Quota can refer to a measure that sets the limits, either minimum or maximum, on a particular activity.
How Does a Quota Work?
Quotas are usually set by government or by an organization of producers of a particular product.
For trade quotas, governments set the quota limiting the import of a particular product, restricting the access to the domestic market by an offshore producer, and giving the domestic producers the opportunity to improve their position in the market. Such protectionist policies in industries including steel, autos, and many consumer electronics products, have protected domestic industry from international competition.
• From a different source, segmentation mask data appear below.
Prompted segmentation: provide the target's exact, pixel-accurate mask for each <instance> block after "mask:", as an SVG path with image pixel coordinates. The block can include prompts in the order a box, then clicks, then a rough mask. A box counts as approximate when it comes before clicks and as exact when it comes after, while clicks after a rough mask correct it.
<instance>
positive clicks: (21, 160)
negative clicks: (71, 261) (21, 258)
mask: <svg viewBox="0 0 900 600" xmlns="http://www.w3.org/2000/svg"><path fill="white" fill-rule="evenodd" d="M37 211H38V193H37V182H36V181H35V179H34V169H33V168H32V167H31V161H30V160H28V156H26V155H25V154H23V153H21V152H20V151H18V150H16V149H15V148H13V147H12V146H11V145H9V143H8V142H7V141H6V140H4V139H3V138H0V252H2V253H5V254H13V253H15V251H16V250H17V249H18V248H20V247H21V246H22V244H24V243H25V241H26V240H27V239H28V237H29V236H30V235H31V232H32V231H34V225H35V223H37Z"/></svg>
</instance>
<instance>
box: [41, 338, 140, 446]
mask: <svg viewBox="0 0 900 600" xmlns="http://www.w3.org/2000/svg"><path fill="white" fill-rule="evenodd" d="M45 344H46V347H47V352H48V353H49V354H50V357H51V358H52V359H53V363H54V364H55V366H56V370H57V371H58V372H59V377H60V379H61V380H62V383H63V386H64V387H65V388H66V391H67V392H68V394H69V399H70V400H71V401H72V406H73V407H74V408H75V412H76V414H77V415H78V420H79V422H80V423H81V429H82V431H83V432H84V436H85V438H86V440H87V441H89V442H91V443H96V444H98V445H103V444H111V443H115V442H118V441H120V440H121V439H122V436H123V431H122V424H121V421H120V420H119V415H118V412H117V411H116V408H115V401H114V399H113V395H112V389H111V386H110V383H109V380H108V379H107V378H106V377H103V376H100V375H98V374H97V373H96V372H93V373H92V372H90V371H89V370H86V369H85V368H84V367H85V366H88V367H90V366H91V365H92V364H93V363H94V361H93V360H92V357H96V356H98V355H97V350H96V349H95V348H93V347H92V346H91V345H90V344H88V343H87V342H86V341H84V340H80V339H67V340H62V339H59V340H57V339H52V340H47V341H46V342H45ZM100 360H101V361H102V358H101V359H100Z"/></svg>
In production quotas, a government or a group of producers, limit the supply of a particular product in order to maintain a certain price level. For example, the Organization of Petroleum Exporting Countries sets a production quota for crude oil in order to 'maintain' the price of crude oil in world markets.
Why Does a Quota Matter?
Quotas counteract natural market forces and trends and usually upset normal business cycles. For example, protecting domestic industry from international competition has kept it alive, but has not increased its competitiveness. In an increasingly global economic marketplace, quotas tend to weaken domestic industry. As for production quotas, while maintaining prices in the world markets may sound like a good idea for producers, it can have the effect of forcing consumers to find alternative products (e.g., the search for alternative energy in the case of oil) or worse (e.g., take up arms to fight for rights to natural resources).